Electricity prices seem a very sensible theme with a lot of people. Also with Hossein’s dad, we had a discussion that, even though it might seem expensive, electricity prices in Iran are not at the level they are in Germany (1kWh costs between 0,02€ and 0,10€ in Iran, compared to 0,25€ to 0,30€ in Germany). Whenever we are charging somewhere, we always insist to pay for the Kilowatt-hours that we are consuming. After having it experienced before, we are a bit sensible when people try to exploit our need to get electricity. I guess it is a sensible topic and it might seem greedy, but for us it just seems like being used or tricked if people ask for a lot more money than they would have to pay themselves for electricity. Hossein’s dad wanted about 12€. That is as much as we would pay in Germany. On our ongoing journey through Iran, we hardly had anyone ask for money to let us charge anymore. Iranians are known for their hospitality. Maybe that made us even more puzzled to be asked for so much more than expected.

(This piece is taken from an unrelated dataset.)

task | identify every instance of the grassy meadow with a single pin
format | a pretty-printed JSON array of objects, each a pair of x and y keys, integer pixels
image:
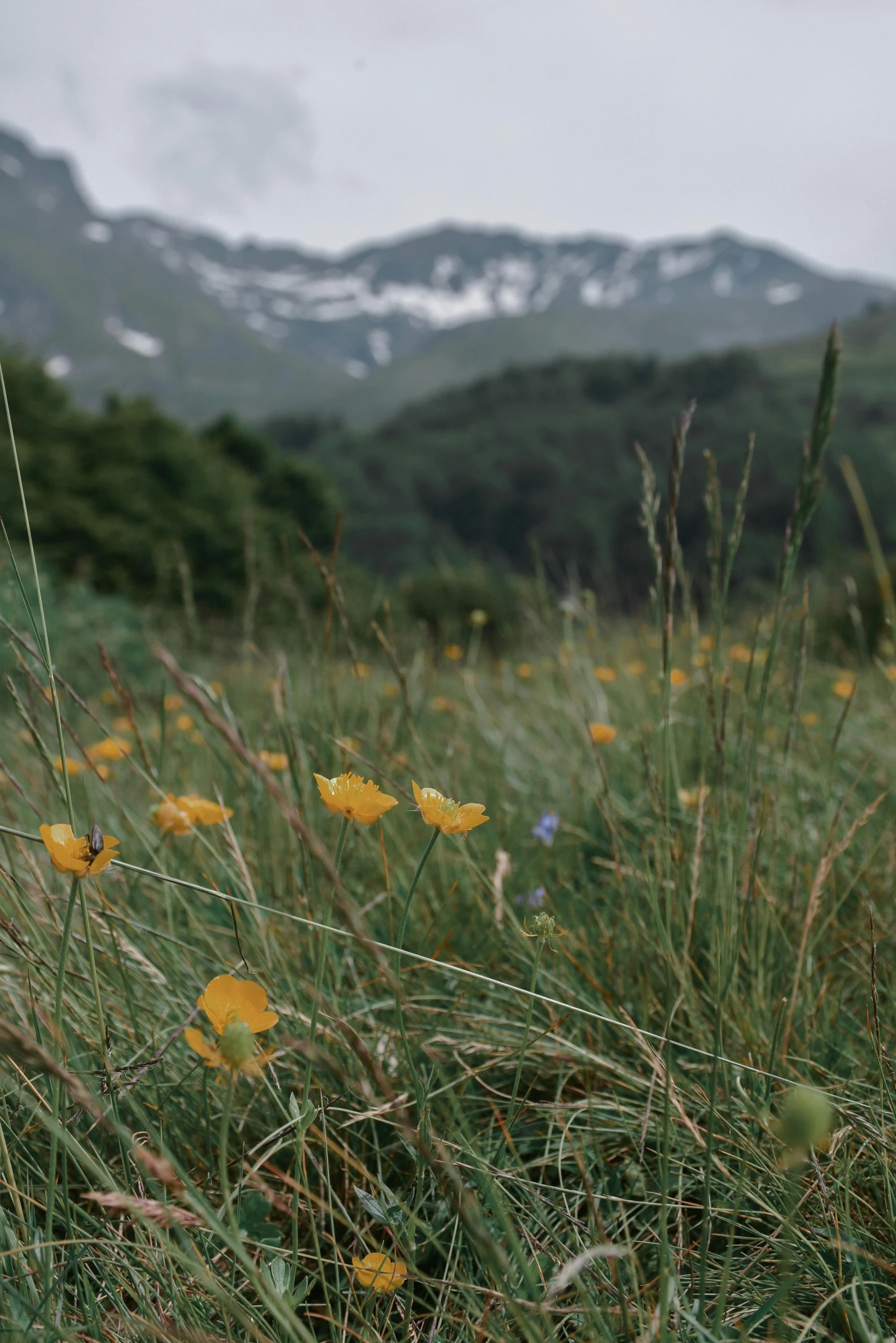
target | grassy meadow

Since it was the night of the election results in Iran, Hossein was out celebrating the results and wasn’t at home to mediate between his dad and us. In the end, the problem was solved the next morning, when Hossein talked to his dad and we ended up paying a fair price (5€) for the kWh that we consumed.

We left Urmia with a car charged at 82% and headed east, crossing the Urmia lake (an environmental disaster in form of an almost tried out salt lake) to reach later that evening Maragheh.

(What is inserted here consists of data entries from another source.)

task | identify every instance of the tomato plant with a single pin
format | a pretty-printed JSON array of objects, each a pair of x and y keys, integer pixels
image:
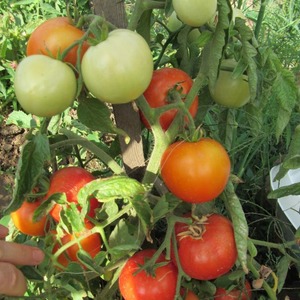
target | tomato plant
[
  {"x": 195, "y": 13},
  {"x": 159, "y": 93},
  {"x": 241, "y": 293},
  {"x": 195, "y": 172},
  {"x": 44, "y": 86},
  {"x": 23, "y": 219},
  {"x": 190, "y": 296},
  {"x": 70, "y": 180},
  {"x": 118, "y": 69},
  {"x": 85, "y": 240},
  {"x": 207, "y": 248},
  {"x": 230, "y": 91},
  {"x": 53, "y": 37},
  {"x": 159, "y": 283}
]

 outlet/socket  Volt  Ampere  kW  kWh
direct connection to one phase of electric meter 220V 1*20 amperes 4.5kW about 50kWh

Charging in Meghri, Armenia


The road to Meghri from Kapan was one windy road up for about 1500 meters of elevation and the same down again. On the way down the hill, we could recuperate about 9kWh. Seeing the percentage sign of our battery going up and up, it almost felt like staying at a supercharger charger. The car was still/again at 80% charged when we arrived in Meghri. Charging at a Schuko would work out to have an almost fully charged car the next day.

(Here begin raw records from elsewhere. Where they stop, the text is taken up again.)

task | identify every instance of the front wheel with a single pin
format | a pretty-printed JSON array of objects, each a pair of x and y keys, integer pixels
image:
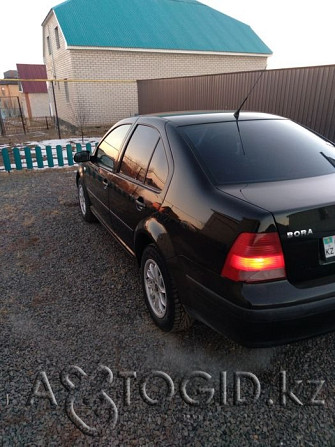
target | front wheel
[
  {"x": 160, "y": 293},
  {"x": 84, "y": 202}
]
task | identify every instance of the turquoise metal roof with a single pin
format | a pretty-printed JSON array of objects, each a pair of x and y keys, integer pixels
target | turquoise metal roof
[{"x": 155, "y": 24}]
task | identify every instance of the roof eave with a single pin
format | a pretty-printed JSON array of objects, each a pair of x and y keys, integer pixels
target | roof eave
[
  {"x": 47, "y": 17},
  {"x": 163, "y": 50}
]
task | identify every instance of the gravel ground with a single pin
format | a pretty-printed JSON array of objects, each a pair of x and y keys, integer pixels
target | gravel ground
[{"x": 72, "y": 319}]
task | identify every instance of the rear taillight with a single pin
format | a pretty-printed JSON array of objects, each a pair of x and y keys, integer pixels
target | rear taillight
[{"x": 255, "y": 257}]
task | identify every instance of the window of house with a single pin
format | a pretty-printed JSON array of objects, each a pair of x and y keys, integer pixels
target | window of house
[
  {"x": 67, "y": 93},
  {"x": 138, "y": 153},
  {"x": 109, "y": 148},
  {"x": 49, "y": 44},
  {"x": 57, "y": 37}
]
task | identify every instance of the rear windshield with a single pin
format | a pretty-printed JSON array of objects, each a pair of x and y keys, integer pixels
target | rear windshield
[{"x": 259, "y": 151}]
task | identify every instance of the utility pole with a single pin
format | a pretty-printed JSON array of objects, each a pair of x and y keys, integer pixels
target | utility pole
[{"x": 56, "y": 112}]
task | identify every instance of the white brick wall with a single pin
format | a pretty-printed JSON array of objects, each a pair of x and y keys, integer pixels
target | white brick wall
[{"x": 105, "y": 103}]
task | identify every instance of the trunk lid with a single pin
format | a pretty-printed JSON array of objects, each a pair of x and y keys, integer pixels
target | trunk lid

A small Bed and Breakfast offered us a Schuko to charge the car (2 kW at 12 ampere). The people showed a great hospitality, even though, the breakfast was a lot better than the beds, blankets and cushions, that were still from Soviet times. Without much sleep, we left early in the morning to drive to the Armenian/Iranian border. I don’t like border days. The feeling to depend on the goodwill of random border controls, makes me anxious. I am also not very patient. Watching a person flip through my passport for more than 5 minutes seems to me just unnecessary.

Border Armenia/Iran

There were three control stations before we left Armenia. On the last control (baggage control), the guy checking our car, made himself the pleasure to drive a bit with the Tesla in the area before we left to nowhere land. We didn’t mind, but saying no, would also not have been a very relaxing option. Keeping the border controls entertained with fun and facts about the Tesla is still a good option to get them out of their routine (see also this post). That way, their mood is usually quite positive and that helps (until now) to pass borders without much hassle.

 On the Iranian side, Benedikt and I had to leave the car after a first check and go through immigration. Everyone gets asked what the name of their dad is, where one is born and what one is doing for work. I have no clue, what the board police man is using this information for…


Getting a car to Iran is quite an expensive joy. One can either organize a carnet de passage at home. The paid deposit should guarantee that one is leaving the country again. Since the deposit depends on the value of the car, the carnet de passage was not our preferred option. The other option to get a foreign car to Iran is that someone else in the country guarantees that one is leaving the country with the car again. In some forums, we heard about this guy named Hossein, who does a good job with this kind of service. We arranged to meet him after the passport control and he would do the import of the car to Iran for us. It took about 4 hours, till the whole process was over. A little exhausted (even though we had to do nothing than to wait), we entered Iran in the late afternoon. A 4-hour drive to Urmia, the city where Hossein is from, followed.